AI-ordlista
Den kompletta ordlistan över AI
Apache Kafka
Open-source distributed streaming platform designed to handle real-time data streams with high throughput and low latency, used as a message broker and log storage system.
Apache Flink
Distributed stream and batch processing framework that offers complex event processing capabilities with state management and exactly-once semantics for real-time applications.
Windowing
Fundamental stream processing technique that divides the continuous data stream into time-based or count-based windows to perform aggregations and analyses on data subsets.
Backpressure
Flow control mechanism that allows processing systems to regulate the speed of data producers when consumers cannot keep up, thus preventing system saturation.
Watermark
Temporal marker embedded in the data stream that allows tracking the progress of event time and managing late data in stream processing systems.
Stateful Processing
Processing paradigm where operations maintain a persistent state between events, essential for aggregations, joins, and complex pattern detection in data streams.
Exactly-Once Semantics
Processing guarantee that ensures each stream event is processed exactly once, even in case of failures, combining at-least-once delivery with consumer-side deduplication.
CEP (Complex Event Processing)
Event processing technology that identifies meaningful patterns and complex correlations from multiple event streams in real-time to trigger immediate actions.
Micro-batching
Hybrid approach that processes data streams by collecting micro-batches of events over short intervals, combining the advantages of batch processing and pure event processing.
Event Sourcing
Architectural pattern where all state changes are recorded as an immutable sequence of events, allowing reconstruction of past states and complete system audit.
Apache Storm
Distributed real-time stream processing system designed for extremely low latencies, using a topology of spouts and bolts to transform and analyze data streams.
Change Data Capture (CDC)
Technique that captures and propagates data changes from transactional databases to real-time streaming systems, enabling continuous synchronization and analysis.
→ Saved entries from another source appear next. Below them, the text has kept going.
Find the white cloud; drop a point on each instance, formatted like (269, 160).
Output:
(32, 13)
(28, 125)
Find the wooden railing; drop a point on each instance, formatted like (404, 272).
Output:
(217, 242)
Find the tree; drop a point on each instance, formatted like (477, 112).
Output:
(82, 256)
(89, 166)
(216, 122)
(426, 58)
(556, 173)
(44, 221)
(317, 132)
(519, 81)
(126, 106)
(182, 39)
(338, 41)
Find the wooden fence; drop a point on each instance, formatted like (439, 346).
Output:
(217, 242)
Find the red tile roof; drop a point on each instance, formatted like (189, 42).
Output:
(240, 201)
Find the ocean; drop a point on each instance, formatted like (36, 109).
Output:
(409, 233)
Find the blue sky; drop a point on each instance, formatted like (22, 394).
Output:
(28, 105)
Event Time vs Processing Time
Two fundamental temporal concepts where event time corresponds to when the event occurred, while processing time is when it is processed by the system.
Stream Analytics
Discipline that applies advanced analytical techniques on continuous data streams to extract insights, detect anomalies and make real-time decisions.
Data Pipeline Streaming
Data pipeline architecture specifically designed for continuous processing where data flows through multiple transformation and enrichment stages without intermediate storage.
Message Queue
Middleware component that ensures asynchronous communication between message producers and consumers, guaranteeing reliable event delivery in distributed architectures.
Real-time ETL
A process of extracting, transforming, and loading data that runs continuously on real-time streams, unlike traditional batch ETL which runs periodically.
Apache Beam
A unified framework for batch and stream data processing that provides an abstract programming model capable of running on multiple runners like Flink, Spark, or Dataflow.